Inside San Francisco's Transbay Terminal
It’s now T-Minus one week until the closing of San Francisco’s Transbay Terminal. If you missed today’s tours, or have never been inside, a reader walks you through.
Transbay Temporary Terminal To Open (Existing To Close) August 7 [SocketSite]
Transbay Terminal Historians (And Futurists) Take Note [SocketSite]
SF Transbay Terminal []

12 thoughts on “All Aboard As San Francisco’s Transbay Terminal Nears Its Close”
  1. Hmmm.. I’m getting tired of paying property taxes. I think I’ll go lay in the station for a week with my dog and see if I can score a free apartment in the Loin.

  2. Thanks for the pics. Its easy to imagine that at one time it was a very fine space. (confusing perhaps – lots of ramps) Too bad it was allowed to decay and be taken over my vagrants.

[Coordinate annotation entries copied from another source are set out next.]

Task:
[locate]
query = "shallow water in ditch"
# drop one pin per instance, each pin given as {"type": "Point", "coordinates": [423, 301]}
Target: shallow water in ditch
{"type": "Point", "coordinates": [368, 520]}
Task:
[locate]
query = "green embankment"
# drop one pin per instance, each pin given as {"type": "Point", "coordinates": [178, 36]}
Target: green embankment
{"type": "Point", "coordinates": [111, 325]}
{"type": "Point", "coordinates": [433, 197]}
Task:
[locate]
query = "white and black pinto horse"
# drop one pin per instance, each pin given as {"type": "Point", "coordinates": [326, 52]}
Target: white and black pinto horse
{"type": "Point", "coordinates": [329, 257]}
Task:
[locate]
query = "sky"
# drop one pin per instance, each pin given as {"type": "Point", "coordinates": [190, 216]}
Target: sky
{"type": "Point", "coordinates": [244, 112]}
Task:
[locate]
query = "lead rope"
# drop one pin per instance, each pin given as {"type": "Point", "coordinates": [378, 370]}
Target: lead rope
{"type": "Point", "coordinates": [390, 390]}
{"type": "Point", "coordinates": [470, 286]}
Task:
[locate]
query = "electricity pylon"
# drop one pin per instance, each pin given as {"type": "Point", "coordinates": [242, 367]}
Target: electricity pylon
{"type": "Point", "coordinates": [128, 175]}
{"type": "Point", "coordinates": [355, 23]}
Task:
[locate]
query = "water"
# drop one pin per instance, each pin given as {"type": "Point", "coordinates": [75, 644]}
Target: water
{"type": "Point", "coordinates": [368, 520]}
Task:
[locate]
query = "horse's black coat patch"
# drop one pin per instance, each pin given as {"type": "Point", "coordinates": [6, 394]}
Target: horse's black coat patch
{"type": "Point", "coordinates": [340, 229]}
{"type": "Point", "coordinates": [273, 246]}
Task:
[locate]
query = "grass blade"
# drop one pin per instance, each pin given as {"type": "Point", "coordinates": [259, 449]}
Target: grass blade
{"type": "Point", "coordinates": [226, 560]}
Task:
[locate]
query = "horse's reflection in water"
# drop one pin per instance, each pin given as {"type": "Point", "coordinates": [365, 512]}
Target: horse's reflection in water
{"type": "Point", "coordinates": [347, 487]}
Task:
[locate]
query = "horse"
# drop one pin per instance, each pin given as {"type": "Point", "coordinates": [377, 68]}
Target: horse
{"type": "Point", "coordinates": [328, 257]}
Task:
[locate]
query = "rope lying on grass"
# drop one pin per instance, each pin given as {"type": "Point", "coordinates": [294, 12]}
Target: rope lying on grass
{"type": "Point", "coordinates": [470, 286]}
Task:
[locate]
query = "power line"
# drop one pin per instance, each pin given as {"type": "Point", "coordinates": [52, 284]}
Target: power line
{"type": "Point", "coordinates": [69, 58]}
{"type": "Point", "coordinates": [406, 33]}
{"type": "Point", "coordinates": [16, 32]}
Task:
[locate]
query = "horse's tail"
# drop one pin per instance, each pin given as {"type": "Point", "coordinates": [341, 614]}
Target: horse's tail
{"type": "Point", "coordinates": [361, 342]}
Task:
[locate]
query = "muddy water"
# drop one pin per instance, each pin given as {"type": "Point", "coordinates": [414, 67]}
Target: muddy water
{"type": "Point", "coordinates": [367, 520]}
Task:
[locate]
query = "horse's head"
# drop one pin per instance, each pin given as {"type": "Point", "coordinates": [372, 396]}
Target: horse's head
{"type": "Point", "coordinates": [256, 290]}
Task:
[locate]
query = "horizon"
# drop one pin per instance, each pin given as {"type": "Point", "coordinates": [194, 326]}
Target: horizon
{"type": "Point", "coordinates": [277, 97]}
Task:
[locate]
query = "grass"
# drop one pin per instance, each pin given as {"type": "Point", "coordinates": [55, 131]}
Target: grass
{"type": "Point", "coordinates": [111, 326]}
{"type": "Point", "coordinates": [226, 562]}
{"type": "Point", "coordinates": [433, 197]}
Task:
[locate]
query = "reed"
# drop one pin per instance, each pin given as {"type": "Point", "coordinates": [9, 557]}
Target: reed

  3. Kurt Brown rocks ! thanks for sharing those photos, they’ll supplement my fleeting memories of catching the 108 to TI.

  4. Why didn’t San Francisco have a more grand rail bus terminal similar to the old Union Station in L.A.? The old Transbay Terminal reminds me of a gloomy mid size city post office or worse (courthouse or jail). With the new Transbay we will be going from one extreme to another.

  5. ^Because there’s this big body of water immediately to the east of SF, which was only bridged in the late 1930’s. Until then, most rail traffic stopped in Oakland at the end of a giant pier, where people transferred to ferries for the last couple miles of the trip.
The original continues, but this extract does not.